Use cases where Skills shine
The pattern fits anywhere you have repeatable, specialized procedures:
- Document formats — creating and editing
.docx,.pdf, and.xlsxfiles, where the correct handling involves non-trivial libraries and conventions you don't want re-derived each time. - Internal workflows — your team's way of writing a release note, filing a ticket, scaffolding a service, or formatting a report.
- Domain conventions — coding standards, API usage patterns, brand or style guidelines that should apply consistently.
- Tool wrappers — codifying the right sequence of commands for a CLI or internal system so the model uses it correctly every time.
In each case the Skill captures expertise once, loads it only when relevant, and applies it consistently.
Final thoughts
Claude Skills reframe prompt engineering as something closer to building a library. Instead of one ever-growing system prompt, you assemble a set of focused, documented capabilities, each carrying a precise description that lets the model route to it on demand. Progressive disclosure keeps the base context lean; the bundled scripts and resources keep execution reliable.

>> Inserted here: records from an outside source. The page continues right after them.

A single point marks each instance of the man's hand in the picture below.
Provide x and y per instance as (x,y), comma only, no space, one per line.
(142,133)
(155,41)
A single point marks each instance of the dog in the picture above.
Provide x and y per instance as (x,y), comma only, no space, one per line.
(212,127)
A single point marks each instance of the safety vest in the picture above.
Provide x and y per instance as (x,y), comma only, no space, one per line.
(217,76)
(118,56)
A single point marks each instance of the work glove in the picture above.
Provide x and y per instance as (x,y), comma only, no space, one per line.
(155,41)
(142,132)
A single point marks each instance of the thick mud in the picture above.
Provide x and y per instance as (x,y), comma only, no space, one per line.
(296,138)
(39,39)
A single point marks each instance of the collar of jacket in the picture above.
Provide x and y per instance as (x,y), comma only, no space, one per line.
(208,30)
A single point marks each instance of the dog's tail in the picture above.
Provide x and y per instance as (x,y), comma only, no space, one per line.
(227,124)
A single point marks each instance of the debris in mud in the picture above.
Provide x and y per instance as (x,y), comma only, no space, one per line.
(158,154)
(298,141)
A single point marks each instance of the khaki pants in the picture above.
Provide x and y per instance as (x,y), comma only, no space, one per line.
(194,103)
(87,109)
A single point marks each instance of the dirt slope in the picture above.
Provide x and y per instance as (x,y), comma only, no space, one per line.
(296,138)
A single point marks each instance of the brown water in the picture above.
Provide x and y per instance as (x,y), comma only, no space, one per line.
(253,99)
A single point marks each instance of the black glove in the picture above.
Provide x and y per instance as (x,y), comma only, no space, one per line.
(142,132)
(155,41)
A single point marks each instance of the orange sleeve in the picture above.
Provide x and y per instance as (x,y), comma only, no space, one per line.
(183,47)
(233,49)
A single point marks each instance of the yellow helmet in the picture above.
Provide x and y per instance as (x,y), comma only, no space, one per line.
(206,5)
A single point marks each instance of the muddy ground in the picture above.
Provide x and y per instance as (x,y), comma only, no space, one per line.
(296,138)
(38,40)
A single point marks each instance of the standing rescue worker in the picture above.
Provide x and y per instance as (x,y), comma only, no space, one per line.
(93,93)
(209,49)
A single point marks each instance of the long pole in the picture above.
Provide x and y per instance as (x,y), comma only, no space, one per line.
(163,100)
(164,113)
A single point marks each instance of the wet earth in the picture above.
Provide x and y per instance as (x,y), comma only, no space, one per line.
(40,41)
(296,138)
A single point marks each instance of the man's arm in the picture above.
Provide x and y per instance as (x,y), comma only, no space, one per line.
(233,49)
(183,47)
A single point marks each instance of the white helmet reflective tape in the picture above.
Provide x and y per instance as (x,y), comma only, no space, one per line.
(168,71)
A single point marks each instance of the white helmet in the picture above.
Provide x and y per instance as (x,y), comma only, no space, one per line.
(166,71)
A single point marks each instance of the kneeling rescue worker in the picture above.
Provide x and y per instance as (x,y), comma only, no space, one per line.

If you start authoring Skills, put your energy into two things: write descriptions precise enough that triggering is nearly deterministic, and push deterministic work into scripts rather than leaving it to the model. Get those right and you end up with reusable, shareable expertise that behaves the same way every time — which is exactly what you want from a capability you're going to lean on in production.